Biden also announced an initiative to be led by the U.S. Bureau of Alcohol, Tobacco, Firearms, and Explosives (ATF) to revoke gun dealers’ licenses the first time they fail to run a background check. Previously, dealers received warnings for not running required background checks—sometimes multiple times before their licenses were pulled.

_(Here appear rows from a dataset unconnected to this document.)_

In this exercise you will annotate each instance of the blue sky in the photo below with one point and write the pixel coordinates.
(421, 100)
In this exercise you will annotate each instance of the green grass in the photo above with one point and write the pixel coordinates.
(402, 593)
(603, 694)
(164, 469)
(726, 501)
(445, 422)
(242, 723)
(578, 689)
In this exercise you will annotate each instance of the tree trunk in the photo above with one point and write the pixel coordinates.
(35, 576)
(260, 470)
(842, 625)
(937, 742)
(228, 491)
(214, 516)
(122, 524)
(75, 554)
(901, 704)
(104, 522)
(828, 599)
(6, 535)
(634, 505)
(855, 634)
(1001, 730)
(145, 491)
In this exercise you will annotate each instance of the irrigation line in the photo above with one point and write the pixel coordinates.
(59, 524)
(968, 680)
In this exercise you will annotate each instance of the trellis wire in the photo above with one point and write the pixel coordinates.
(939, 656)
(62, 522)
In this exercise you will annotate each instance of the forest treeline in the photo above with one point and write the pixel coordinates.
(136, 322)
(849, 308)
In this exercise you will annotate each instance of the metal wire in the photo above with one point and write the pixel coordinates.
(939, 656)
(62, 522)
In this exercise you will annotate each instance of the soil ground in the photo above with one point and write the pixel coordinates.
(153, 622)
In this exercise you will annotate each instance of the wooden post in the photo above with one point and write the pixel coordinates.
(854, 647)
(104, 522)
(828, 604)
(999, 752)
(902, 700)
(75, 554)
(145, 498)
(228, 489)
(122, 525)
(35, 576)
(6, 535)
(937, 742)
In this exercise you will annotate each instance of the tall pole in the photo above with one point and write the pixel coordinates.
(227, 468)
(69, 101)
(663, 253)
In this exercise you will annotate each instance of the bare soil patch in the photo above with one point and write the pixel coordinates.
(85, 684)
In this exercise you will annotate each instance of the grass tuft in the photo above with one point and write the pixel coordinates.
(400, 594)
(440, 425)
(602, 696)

ATF will also have authorization to revoke dealers’ licenses for falsifying records, failing to respond to trace requests, refusing to permit ATF inspections, and transferring firearms to people who are prohibited from owning them.
To combat gun violence and violent crime, we’re going to:— President Biden (@POTUS) June 23, 2021
- Stem the flow of firearms
- Advance community policing
- Invest in evidence-based community violence interventions
- Expand summer programming and employment opportunities
U.S. Attorney General Merrick Garland also said that U.S. Attorney’s Offices across the country are working with local partners to create immediate plans to address the spike in violent crime during the summer.
“The department is also strengthening our Project Safe Neighborhoods, our cornerstone initiative that brings together law enforcement and community stakeholders to develop solutions to pressing violent crime problems,” Garland said. “Community-led efforts are vital to preventing violence before it occurs.”
Experts are continuing to analyze the 2020 homicide figures to determine what’s behind the recent spike, such as COVID-19 disruptions, breakdowns in police and community relations, and an increase in guns purchased.
“That we don’t yet know what caused 2020’s murder surge isn’t surprising,” according to Vox. “To this day, there’s still a lot of debate and disagreement among experts about what caused the massive decrease that halved overall crime and violent crime rates in Americas since the 1990s—known as the Great Crime Decline. There are theories based on the research, ranging from changes in policing to less lead exposure to the rise of video games, but there’s not a single set of explanations that the entire field of criminology has embraced.”